Our first app: One month on the iOS App Store - jwhelan
http://log.burningrobot.com/post/15352652288/one-month-on-the-ios-app-store

======
ajlburke
Congratulations! I went through a similar process with my first app as well. A
few things I'd recommend:

\- Use appfigures.com and appannie.com to track your sales and rankings. They
provide much nicer reports than those provided by Apple. Also, they'll tell
you if reviews come in, and even translate them for you. I'm personally
addicted to the hourly ranking updates from AppFigures.

\- Never stop promoting. Do something (even if it's something small) every day
to raise awareness. Getting on the front page of Hacker News is an excellent
start! But don't stop there.

\- Get a 'press kit' of screenshots and descriptions to send to popular app
review sites and tech writers etc. Many will ignore you, but the hits are
worth it. A great review in AppAdvice completely turned around my app's
fortunes.

\- Don't bother with AdWords - at least at the start. Generally the price per
click and the conversion rates won't support the revenue you would get from an
app sale. Some people spend big on AdWords to push their rankings, but that's
not a reliable way to make money.

\- Expriment with pricing. Price changes are quick and easy to make. Don't be
afraid to raise your price. You might be pleasantly surprised by the result.
And if it doesn't work out, you can lower it again. I found I got fewer cranky
reviews when my price was higher. but YMMV.

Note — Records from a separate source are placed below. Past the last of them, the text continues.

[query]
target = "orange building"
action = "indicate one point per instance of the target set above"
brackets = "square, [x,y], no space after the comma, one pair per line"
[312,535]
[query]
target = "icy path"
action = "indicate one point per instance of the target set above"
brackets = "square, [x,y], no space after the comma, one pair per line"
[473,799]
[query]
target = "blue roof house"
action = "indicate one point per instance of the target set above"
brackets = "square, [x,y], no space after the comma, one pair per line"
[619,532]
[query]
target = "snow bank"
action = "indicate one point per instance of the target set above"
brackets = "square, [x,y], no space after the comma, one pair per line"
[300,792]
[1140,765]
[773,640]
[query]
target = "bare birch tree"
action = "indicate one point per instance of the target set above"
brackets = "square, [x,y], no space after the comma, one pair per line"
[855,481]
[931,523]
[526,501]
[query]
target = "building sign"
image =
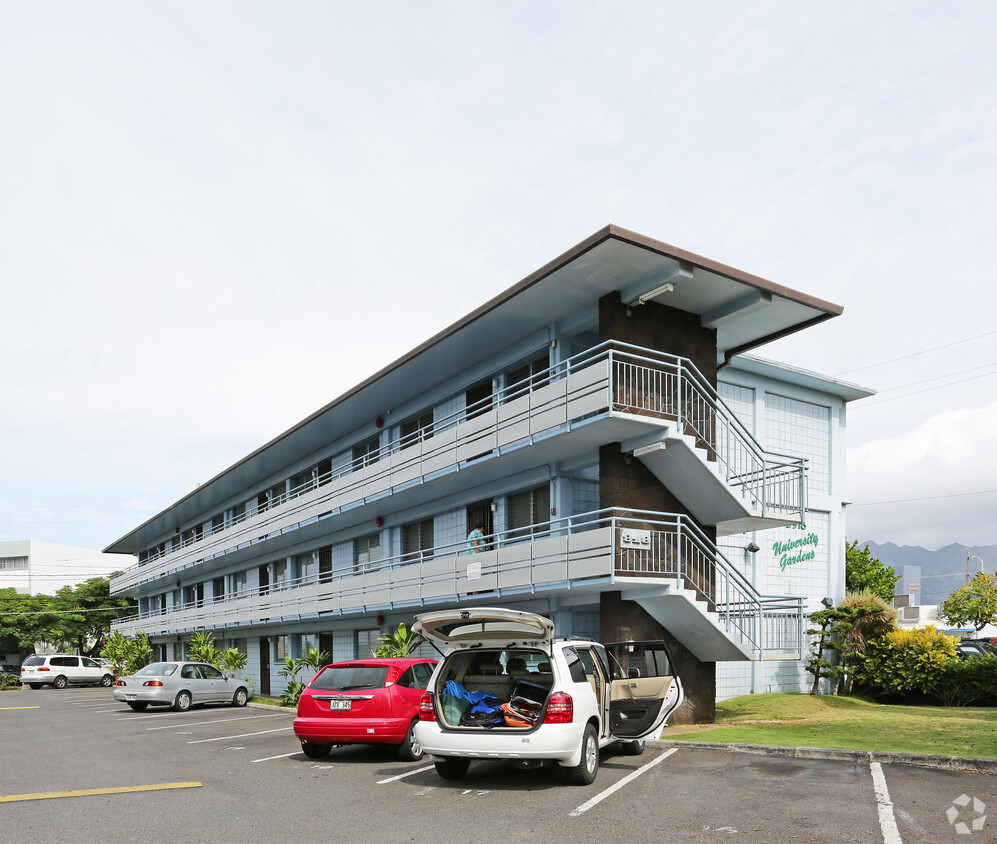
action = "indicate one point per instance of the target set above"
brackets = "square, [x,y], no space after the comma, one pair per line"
[794,551]
[638,539]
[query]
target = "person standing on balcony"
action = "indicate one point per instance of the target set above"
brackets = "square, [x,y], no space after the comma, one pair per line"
[476,539]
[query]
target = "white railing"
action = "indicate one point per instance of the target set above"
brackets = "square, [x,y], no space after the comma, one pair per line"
[612,375]
[572,552]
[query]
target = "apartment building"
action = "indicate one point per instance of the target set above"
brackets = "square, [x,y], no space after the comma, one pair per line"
[633,472]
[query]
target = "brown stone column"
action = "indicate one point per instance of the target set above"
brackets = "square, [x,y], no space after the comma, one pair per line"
[620,620]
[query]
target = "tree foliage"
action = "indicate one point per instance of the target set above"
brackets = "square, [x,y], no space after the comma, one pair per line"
[863,572]
[401,643]
[904,662]
[974,603]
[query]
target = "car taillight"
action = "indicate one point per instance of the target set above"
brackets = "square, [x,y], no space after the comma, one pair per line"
[426,710]
[560,709]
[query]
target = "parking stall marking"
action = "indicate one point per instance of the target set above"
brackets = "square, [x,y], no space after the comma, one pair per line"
[887,821]
[242,735]
[595,801]
[216,721]
[282,756]
[89,792]
[406,774]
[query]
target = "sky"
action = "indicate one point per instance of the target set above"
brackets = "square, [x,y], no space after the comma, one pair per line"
[216,218]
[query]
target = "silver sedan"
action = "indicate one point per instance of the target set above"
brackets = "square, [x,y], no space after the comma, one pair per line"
[180,685]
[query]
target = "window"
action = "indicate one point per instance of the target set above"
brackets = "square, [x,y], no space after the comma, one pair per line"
[13,564]
[366,452]
[417,428]
[366,553]
[325,564]
[527,376]
[477,399]
[367,643]
[529,511]
[417,540]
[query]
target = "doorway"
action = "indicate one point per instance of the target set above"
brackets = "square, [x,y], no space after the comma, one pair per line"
[265,665]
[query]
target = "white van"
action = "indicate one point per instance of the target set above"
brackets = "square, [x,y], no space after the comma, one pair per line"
[61,670]
[507,689]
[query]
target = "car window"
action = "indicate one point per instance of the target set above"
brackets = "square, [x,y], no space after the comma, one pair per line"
[423,673]
[349,678]
[157,669]
[575,666]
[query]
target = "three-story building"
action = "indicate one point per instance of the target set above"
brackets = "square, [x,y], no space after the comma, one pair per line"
[593,444]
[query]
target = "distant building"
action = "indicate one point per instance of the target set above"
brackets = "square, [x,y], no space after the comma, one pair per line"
[40,568]
[593,444]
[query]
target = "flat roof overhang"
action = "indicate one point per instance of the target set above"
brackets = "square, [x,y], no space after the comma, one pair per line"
[747,311]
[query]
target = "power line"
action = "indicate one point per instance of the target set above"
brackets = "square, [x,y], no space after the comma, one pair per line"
[916,354]
[926,390]
[925,498]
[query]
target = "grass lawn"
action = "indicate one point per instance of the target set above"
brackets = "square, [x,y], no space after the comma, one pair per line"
[849,723]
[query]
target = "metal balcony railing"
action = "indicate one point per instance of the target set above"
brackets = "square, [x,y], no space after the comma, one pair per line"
[639,381]
[570,552]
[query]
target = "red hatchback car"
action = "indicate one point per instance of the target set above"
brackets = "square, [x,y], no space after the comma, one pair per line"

\- Continue writing honest reports about your app's progress. We see so many
news items about huge successes and huge failures, it's a good corrective to
see how a 'normal' app fares.

\- Work on your next app. I just launched my second app in the store and while
I'm still not making enough to live on, it's great to get twice as much money
coming in.

\- Have fun. Building something of your own and selling it is great. You might
start resenting your day jobs, though.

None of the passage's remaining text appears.